600,000 people over age 70 stop driving every year

But they still have places to go, people to see, things to do. So how do they stay mobile once their ability to drive is gone?

As we’ve noted frequently, seismic demographic shifts are underway as America races towards 400 million in population. One of them is an approaching “senior tsunami,” with nearly 1 in 5 Americans expected to be over age 65 by the year 2030. The overwhelming majority of seniors prefer — and will choose — to age in place. But many of their places aren’t made for aging non-drivers.

From “Senior transportation a growing concern” in USA Today:

Concern over how the bulging population of seniors will get around in a sprawling nation heavily dependent on the automobile is paramount among advocates for the elderly — so much so that Markwood’s group [National Association of Area Agencies on Aging] is making transportation the centerpiece of its annual “Home for the Holidays” campaign. “Half of American households don’t have access to adequate transportation options other than cars,” Markwood says. “Rural America and suburbs don’t have public transportation available.”

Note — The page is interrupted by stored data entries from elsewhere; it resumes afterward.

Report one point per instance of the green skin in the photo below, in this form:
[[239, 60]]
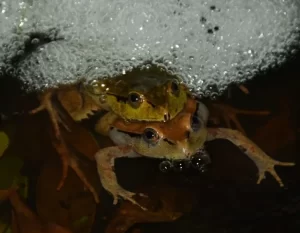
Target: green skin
[[129, 144], [140, 95]]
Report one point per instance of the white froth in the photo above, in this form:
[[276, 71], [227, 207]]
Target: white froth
[[208, 43]]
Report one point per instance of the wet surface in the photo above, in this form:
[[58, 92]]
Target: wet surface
[[224, 199]]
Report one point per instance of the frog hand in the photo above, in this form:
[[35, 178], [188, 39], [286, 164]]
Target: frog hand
[[263, 162], [105, 163], [46, 103], [229, 114]]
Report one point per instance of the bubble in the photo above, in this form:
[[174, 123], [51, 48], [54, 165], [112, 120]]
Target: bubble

We can alleviate some of the pressure down the road by investing today in transportation options and creating neighborhoods of choice so that today’s 45-year-olds can have the choice of living somewhere that will afford them the ability to stay mobile once their ability to drive is gone.

But the challenge will still remain in making today’s suburbs more walkable, more accessible, and more friendly to non-drivers. From “Drive to keep going,” in the Washington Post over the weekend:

With the Jack Kerouac generation already well on the road toward retirement, demographers and experts on aging are urging policymakers to invest in new public transportation options. The shortage of suitable transportation for older residents will become especially acute in the suburbs, not only because transportation there revolves around the automobile, but also because boomers who grew up in the suburbs appear to be staying there.

Figuring out how to ensure the mobility of those who remain in car-dependent places is crucial today and for years to come as seniors grow in number, live longer, and therefore have more years they need to stay mobile post-driving.